“Per sample gradient is not initialized. Not updated in backward pass?”
Hi I get the above error message at optimizer.step() when training with opacus. I have already read other forum entries with the same or similar error messages. Usually the problem seemed to be that the models parameters were reinitialized (e.g. with ModuleValidator.fix(net)) after the creation of the optimizer, leading to a mismatch of net and optimizers parameters that causes the problem.
To my understanding, I do not have such a missmatch in my code and I am already trying for days to figure out the problem. Would really appreciate if someone has an idea about what causes this problem thanks
Here is the code of my train function:
def train(net, trainloader, epochs: int, verbose=True):
net = ModuleValidator.fix(net)
criterion = torch.nn.CrossEntropyLoss()
optimizer = torch.optim.Adam(net.parameters(), lr = 0.001)

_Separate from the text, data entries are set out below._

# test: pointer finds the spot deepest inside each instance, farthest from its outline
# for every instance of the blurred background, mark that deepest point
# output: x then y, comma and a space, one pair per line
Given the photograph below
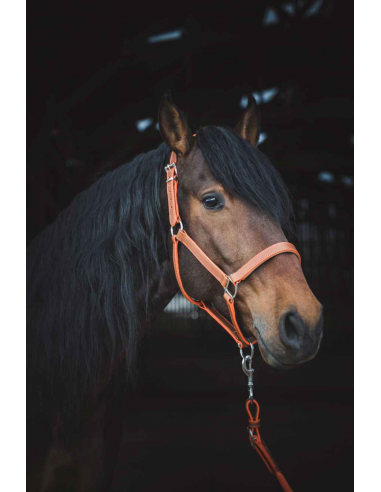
96, 73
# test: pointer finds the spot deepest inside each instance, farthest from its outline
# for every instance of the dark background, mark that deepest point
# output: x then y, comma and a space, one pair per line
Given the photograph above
92, 75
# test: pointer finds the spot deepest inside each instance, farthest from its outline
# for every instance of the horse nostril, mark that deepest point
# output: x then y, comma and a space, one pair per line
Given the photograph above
292, 330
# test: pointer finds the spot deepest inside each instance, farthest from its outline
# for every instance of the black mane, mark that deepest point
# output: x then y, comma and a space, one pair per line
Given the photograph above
82, 276
246, 172
85, 269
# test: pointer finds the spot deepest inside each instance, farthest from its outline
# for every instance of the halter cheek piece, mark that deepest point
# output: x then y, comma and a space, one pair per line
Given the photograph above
229, 282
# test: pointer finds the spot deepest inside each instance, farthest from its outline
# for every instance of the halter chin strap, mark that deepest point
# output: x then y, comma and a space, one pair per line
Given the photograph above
229, 282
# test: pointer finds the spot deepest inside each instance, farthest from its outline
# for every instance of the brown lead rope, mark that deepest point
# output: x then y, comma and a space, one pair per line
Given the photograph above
254, 423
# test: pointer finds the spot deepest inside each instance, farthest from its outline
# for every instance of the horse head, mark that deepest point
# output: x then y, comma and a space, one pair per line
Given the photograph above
234, 204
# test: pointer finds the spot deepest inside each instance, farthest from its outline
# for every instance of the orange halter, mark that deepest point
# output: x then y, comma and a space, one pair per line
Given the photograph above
229, 283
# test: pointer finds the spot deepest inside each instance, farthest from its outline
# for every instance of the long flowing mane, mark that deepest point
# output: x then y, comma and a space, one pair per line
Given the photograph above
83, 274
85, 270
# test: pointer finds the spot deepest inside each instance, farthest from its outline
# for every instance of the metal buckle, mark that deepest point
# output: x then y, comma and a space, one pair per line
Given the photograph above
181, 228
232, 296
168, 167
247, 368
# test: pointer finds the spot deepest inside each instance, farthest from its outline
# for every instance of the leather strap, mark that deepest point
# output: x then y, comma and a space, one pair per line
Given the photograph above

privacy_engine = opacus.PrivacyEngine()
net, optimizer, trainloader = privacy_engine.make_private(
module=net,
optimizer=optimizer,
data_loader=trainloader,
noise_multiplier=1.1,
max_grad_norm=1.1,
)
for epoch in range(epochs):
correct, total, epoch_loss = 0, 0, 0.0
with BatchMemoryManager(
data_loader=trainloader,
max_physical_batch_size=8,
optimizer=optimizer
) as memory_safe_data_loader:
for images, labels in memory_safe_data_loader:
images, labels = images.to(device), labels.to(device)
optimizer.zero_grad()
net.train()
outputs = net(images)
loss = criterion(net(images), labels)
loss.backward()
optimizer.step()
epoch_loss += loss
total += labels.size(0)
correct += (torch.max(outputs.data, 1)[1] == labels).sum().item()
epoch_loss /= len(memory_safe_data_loader.dataset)
epoch_acc = correct / total
if verbose:
print(f"epoch {epoch+1}: train loss {epoch_loss}, accuracy {epoch_acc}")